Dazu folgende Gedankenanstösse:
1. Das Neue Testament macht die wichtige Unterscheidung zwischen einem Knecht und einem Kind (Römer 8,15; Galater 4). Der Knecht ist Befehlsempfänger und hat keinen eigenen Willen. Ein Kind wird so erzogen, dass es den eigenen Willen entwickeln soll und „mündig“ wird. Gott determiniert uns nicht wie Roboter. Gerade ein Künstler erfährt sich hoffentlich nicht als eine willenlose Marionette irgendeiner Macht. Das „automatic writing“ (das Schreiben unter dem Diktat eines Geistes) bringt keine guten Texte hervor, und es ist eine zutiefst heidnische Praxis.
Gott will uns in eine Freiheit, auch in eine kreative Freiheit hineinführen. Interessant ist die Szene, in der Gott Adam den Auftrag gibt, die Tiere zu benennen. Gott lässt dem Menschen kreativen Freiraum, denn es heisst: Gott schaute, wie Adam die Tiere nennen würde. (1.Mose 2.19f.) Gott ist neugierig auf den kreativen Akt Adams. Auch ein Vater ist neugierig darauf, was seine Kinder tun. Er keinen festen „Plan“ für seine Kinder, von dem abzuweichen ein Verstoss gegen seine Gebote wäre. Es ist deshalb sogar irreführend, durchgehend von einem „Willen Gottes“ zu sprechen. Insofern müssen wir sogar das Gebet „Dein Wille geschehen“ mit dem richtigen Verständnis beten. Etwas salopp gesagt: Wenn Adam vor den namenlosen Tieren zu Gott gesagt hätte: „Dein Wille geschehe“, hätte Gott wohl entgegnet: „Nein, dein Wille geschehe!“ Einige Verse weiter wendet sich derselbe Adam aber gegen Gottes offenbarten Willen – mit dramatischsten Folgen!

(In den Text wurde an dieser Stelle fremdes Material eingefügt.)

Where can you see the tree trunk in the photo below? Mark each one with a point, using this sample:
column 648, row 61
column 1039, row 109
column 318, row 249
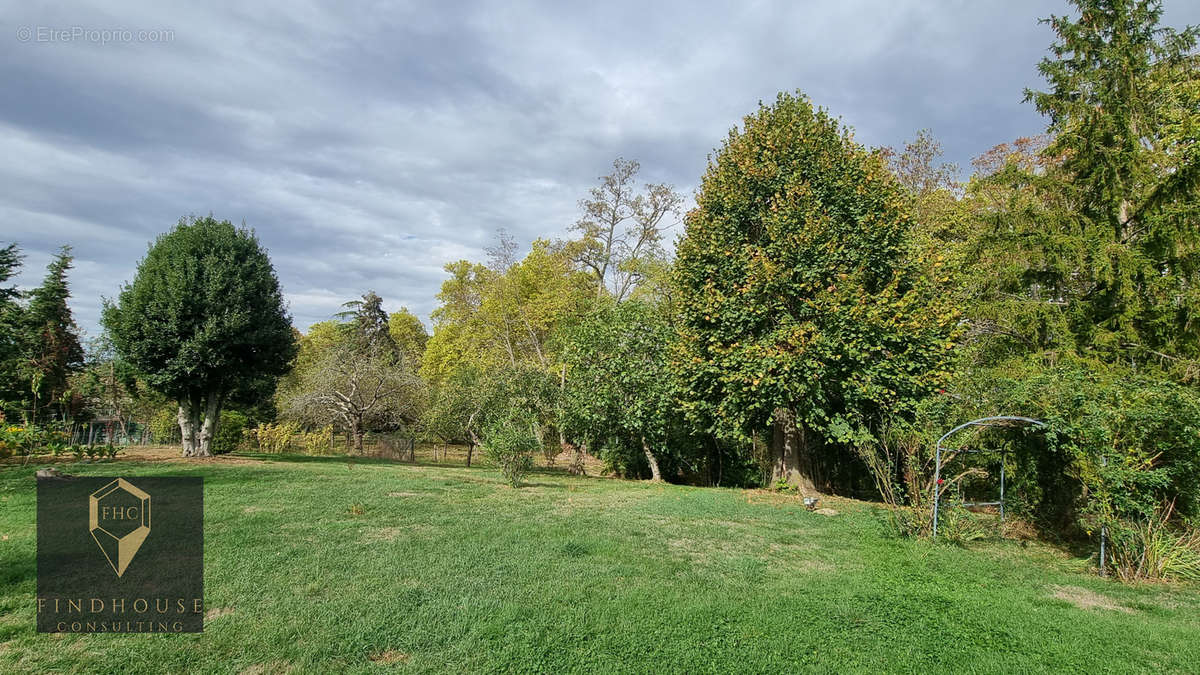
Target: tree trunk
column 357, row 434
column 654, row 463
column 792, row 453
column 189, row 425
column 210, row 424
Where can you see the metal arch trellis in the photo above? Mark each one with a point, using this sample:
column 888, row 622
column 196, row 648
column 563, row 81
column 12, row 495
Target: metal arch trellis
column 997, row 420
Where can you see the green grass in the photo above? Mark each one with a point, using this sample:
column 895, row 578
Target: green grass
column 447, row 569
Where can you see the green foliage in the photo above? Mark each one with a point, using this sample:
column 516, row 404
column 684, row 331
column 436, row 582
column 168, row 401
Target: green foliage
column 619, row 388
column 204, row 321
column 165, row 425
column 1093, row 246
column 12, row 388
column 763, row 586
column 52, row 348
column 1085, row 278
column 229, row 432
column 409, row 335
column 1155, row 549
column 204, row 314
column 797, row 287
column 510, row 444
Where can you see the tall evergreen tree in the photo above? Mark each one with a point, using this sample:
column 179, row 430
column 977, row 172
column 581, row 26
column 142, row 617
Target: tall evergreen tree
column 1098, row 244
column 12, row 390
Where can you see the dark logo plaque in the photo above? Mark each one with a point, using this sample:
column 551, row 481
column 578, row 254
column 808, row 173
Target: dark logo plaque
column 120, row 555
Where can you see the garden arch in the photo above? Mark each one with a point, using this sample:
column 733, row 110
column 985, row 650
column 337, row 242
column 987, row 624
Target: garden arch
column 996, row 420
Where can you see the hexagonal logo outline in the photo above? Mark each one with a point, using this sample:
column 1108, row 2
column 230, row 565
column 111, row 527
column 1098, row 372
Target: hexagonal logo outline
column 126, row 545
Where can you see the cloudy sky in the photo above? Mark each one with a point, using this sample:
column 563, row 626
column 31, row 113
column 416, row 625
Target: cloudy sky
column 371, row 143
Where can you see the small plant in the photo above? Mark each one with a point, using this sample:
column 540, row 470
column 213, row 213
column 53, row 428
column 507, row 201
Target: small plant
column 1155, row 549
column 274, row 438
column 511, row 444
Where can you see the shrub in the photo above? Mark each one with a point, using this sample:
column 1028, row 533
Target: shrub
column 316, row 442
column 1155, row 549
column 511, row 446
column 165, row 426
column 229, row 431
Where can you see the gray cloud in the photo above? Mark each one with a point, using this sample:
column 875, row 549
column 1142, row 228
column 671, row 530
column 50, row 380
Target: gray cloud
column 369, row 145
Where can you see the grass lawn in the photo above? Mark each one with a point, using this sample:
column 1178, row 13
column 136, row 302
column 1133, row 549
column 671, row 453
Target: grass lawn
column 447, row 569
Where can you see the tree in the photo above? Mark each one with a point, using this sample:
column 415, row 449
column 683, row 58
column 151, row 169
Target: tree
column 53, row 348
column 12, row 330
column 371, row 323
column 203, row 318
column 1114, row 243
column 622, row 230
column 352, row 374
column 1087, row 270
column 359, row 388
column 619, row 387
column 409, row 335
column 799, row 304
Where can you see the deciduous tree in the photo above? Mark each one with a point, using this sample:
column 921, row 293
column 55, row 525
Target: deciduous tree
column 203, row 318
column 799, row 305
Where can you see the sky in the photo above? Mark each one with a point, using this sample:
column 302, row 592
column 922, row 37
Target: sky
column 369, row 144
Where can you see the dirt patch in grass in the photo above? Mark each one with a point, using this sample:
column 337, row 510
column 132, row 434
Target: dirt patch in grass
column 273, row 668
column 1083, row 598
column 217, row 613
column 389, row 656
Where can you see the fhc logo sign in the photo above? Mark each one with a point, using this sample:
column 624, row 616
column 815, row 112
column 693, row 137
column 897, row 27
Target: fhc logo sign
column 119, row 521
column 120, row 555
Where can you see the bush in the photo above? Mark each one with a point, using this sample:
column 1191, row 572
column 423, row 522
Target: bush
column 229, row 431
column 165, row 426
column 316, row 442
column 511, row 446
column 1155, row 549
column 273, row 438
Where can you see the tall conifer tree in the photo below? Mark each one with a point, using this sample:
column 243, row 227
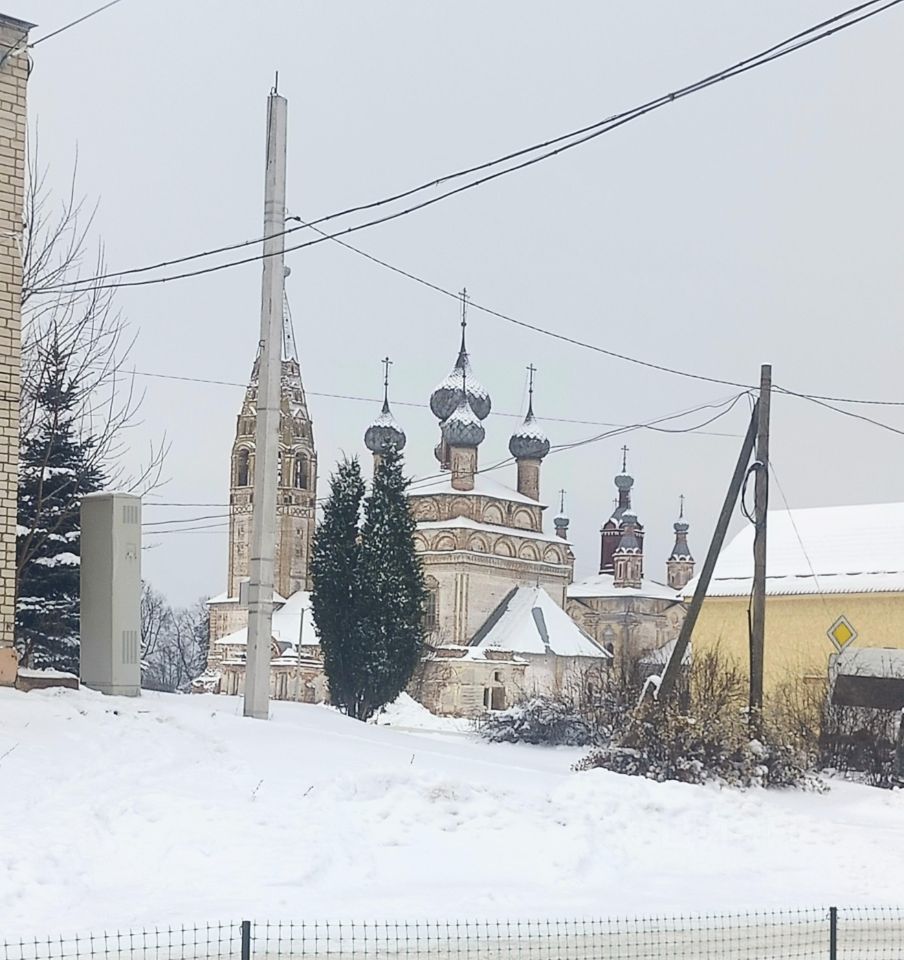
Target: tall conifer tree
column 392, row 591
column 335, row 570
column 56, row 468
column 368, row 588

2. Aber so wie ein Vater oder eine Mutter jederzeit ein offenes Ohr hat für die Kinder und ihnen gerne hilft, dürfen wir Gott jederzeit bitten und ihn um Rat fragen. Jeder Christ kann davon berichten, wie Gott einen Rat gibt: durch das Gespräch mit anderen Menschen, durch ein Ereignis, durch ein Bibelwort, selbst vielleicht durch einen Traum oder durch einen Gebets-Eindruck – und sicher auch durch andere Bücher oder durch ein Kunstwerk. Oder durch die innere Gewissheit, dass etwas für diese bestimmte Situation „richtig“ ist und etwas eher „falsch“. Noch einmal: „richtig“ oder „falsch“ sind in diesem Bereich nicht dasselbe wie „von Gott erlaubt“ oder „von Gott verboten“. Jesus sucht den Rat Gottes sehr intensiv. Aber selbst er wird von Gott nicht zu seinem Tun gezwungen – nicht einmal dazu, sein Leben am Kreuz zur Vergebung der Sünden zu geben. Vielmehr betet Jesus in dieser höchst dramatischen Stunde, die das Geschick der Welt wendet, aus freiem Willen: „Nicht mein, sondern Dein Wille geschehe.“ (Lukas 22,42)
3. Das Reden des Rat gebenden Vaters kann man der Prophetie zuordnen. Es gibt auch andere Arten der Prophetie: zum Beispiel zum Umkehr rufende Drohworte – siehe die Propheten im Alten Testament – oder in die Gegenwart und Zukunft hell hineinleuchtende, glaubensstärkende und tröstende Worte – siehe die Offenbarung. Wie ordnen wir nun aber solches prophetisches Reden ein, eben Gottes Antwort, wo wir ihn um einen Rat bitten? Sollen wir es suchen – vielleicht gerade als Künstler, die ja oft „Propheten“ genannt werden? Wir können diesem Themenkomplex auch die Frage zuordnen, ob es „künstlerische Inspiration“ durch Gottes Geist gibt. Wir werden uns im nächsten TUNE IN näher damit beschäftigen, weil es dazu mehr Raum braucht.
Fragen wir aber hier – auch nochmals im Blick auf TUNE IN 203:
– Wo bin ich in der Gefahr, den „verborgenen Willen“ Gottes mit dem „offenbarten Willen“ Gottes zu verwechseln? Wo habe ich Ängste, Gott zu betrüben, weil ich etwas „Falsches“ tue, obwohl er mir doch Freiheit liesse?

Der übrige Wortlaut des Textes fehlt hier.